Utilizing the Mood Disorder Questionnaire (MDQ), Ettinger et al [1] observed
a high incidence of bipolar symptoms in patients self- reported as
epileptic. Half the subjects with bipolar symptoms by MDQ claimed a previous
diagnosis of bipolar disorder. The authors suggest that antiepileptic drug therapy may be effective considering the
relationship between altered brain physiology and mood.
I submitted a related observation to the American Psychiatric Association 159th Annual Meeting. Forty-two referred patients (24 women, mean age 37 years)
with a history of bipolar I or II (DSM-IV criteria) underwent a behavioral
neurological assessment including EEG. [2] None of these patients received prior antiepileptic drug (AED) treatment. Eighteen (45%) had EEG
abnormalities classified as a focal dysrhythmia grade III (Mayo Clinic
classification) and twelve with dysrhythmia grade II (28%).
In 21 of the 30
patients with EEG abnormalities (70%), AED therapy that included either lamotrigine, levetiracetam, topiramate or
oxcarbazepine proved effective in stabilizing mood without serious adverse
event in 18 (85%) over 6-60 months (mean 36). [3] Because none of these
patients had a prior history of epilepsy, a diagnosis of interictal
dysthymic disorder was excluded. [4]
These observations confirm those of Ettinger et al's that
physiologic assessment in behavioral disorders and behavioral assessment
in epilepsy should be further investigated.
References
1. Ettinger AB, Reed ML, Goldberg JF, Hirshfield MA. Prevalence of
bipolar symptoms in epilepsy vs other chronic health disorders.

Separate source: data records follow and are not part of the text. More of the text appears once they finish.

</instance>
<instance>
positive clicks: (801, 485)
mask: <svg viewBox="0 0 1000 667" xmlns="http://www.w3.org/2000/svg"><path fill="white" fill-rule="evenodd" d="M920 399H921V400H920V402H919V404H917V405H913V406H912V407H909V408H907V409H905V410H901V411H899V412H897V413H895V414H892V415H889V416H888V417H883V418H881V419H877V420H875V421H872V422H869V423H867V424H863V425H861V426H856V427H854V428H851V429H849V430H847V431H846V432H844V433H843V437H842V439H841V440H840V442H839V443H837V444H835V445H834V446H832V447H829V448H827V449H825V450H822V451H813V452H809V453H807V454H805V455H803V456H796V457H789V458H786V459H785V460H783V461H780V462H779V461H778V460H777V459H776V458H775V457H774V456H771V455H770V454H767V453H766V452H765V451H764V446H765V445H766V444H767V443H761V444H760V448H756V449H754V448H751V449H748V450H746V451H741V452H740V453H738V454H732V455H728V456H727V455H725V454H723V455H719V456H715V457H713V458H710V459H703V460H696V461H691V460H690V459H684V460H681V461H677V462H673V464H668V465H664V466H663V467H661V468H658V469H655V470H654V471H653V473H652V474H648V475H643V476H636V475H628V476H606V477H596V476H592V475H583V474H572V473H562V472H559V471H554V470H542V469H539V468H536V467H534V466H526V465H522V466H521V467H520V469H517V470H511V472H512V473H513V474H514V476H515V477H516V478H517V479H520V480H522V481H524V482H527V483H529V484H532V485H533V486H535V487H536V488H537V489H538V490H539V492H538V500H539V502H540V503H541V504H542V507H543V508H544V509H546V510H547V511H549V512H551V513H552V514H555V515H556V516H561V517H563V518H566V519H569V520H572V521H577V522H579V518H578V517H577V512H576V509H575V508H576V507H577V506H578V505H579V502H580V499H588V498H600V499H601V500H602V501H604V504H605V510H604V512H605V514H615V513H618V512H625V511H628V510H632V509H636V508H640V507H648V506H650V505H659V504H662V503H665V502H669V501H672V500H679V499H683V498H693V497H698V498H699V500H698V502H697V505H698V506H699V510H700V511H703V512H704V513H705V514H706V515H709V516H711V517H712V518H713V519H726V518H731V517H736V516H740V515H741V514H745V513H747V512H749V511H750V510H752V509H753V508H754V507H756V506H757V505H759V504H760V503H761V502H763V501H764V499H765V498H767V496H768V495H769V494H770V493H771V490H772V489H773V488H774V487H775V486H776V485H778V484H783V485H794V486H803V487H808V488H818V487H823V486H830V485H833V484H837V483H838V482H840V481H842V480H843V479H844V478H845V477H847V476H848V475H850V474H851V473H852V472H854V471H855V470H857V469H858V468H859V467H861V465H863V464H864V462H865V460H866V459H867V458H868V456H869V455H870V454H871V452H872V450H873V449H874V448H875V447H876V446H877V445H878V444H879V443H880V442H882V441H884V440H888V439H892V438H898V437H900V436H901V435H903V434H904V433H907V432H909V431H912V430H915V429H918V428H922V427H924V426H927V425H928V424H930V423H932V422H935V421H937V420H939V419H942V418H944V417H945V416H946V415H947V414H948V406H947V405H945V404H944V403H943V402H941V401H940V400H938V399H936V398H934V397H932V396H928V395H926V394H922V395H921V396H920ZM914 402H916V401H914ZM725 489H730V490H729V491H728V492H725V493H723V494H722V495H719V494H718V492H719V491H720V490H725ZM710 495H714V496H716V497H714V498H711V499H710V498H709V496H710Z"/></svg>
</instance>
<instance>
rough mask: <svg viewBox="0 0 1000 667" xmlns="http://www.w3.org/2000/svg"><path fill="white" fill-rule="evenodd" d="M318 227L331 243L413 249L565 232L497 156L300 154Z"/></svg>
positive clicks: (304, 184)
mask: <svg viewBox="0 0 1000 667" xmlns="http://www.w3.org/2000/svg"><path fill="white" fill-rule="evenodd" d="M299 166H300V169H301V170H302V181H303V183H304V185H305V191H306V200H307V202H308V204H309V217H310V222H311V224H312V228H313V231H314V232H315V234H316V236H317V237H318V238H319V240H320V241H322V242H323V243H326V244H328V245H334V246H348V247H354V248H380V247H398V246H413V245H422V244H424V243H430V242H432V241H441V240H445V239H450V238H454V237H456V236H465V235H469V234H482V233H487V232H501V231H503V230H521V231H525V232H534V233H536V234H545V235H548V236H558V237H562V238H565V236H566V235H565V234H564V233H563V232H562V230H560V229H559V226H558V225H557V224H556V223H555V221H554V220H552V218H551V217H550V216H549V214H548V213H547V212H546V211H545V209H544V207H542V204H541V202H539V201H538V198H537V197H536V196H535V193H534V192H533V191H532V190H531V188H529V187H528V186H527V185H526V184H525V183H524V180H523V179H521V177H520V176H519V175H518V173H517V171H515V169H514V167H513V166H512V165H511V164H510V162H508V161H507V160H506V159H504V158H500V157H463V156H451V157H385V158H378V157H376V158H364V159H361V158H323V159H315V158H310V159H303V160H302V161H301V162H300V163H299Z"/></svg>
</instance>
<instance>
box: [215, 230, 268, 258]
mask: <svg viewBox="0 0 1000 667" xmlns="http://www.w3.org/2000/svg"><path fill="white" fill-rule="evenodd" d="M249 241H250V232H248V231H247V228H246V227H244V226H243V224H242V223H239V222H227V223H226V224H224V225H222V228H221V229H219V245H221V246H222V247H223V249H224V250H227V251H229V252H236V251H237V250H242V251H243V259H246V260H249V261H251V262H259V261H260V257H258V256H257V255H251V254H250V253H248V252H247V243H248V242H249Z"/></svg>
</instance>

Neurology 2005; 65:535-540.
2. Duane DD. Frequency of EEG abnormalities and results of antiepileptic
drug therapy in unstable mood disorders, 159th Annual Meeting of the
American Psychiatric Association, scientific and clinical reports (accepted 11/1/05).
3. Post, RM. Differing psychotropic profiles of the anticonvulsants in
bipolar and other psychiatric disorders. Clin NeurosciRes 2004; 4:9-30.
4. Blumer D. Antidepressant and double antidepressant treatment for the
affective disorder of epilepsy. J Clin Psychiatry 1997; 58:3-11.
Disclosure: The author reports no conflicts of interest.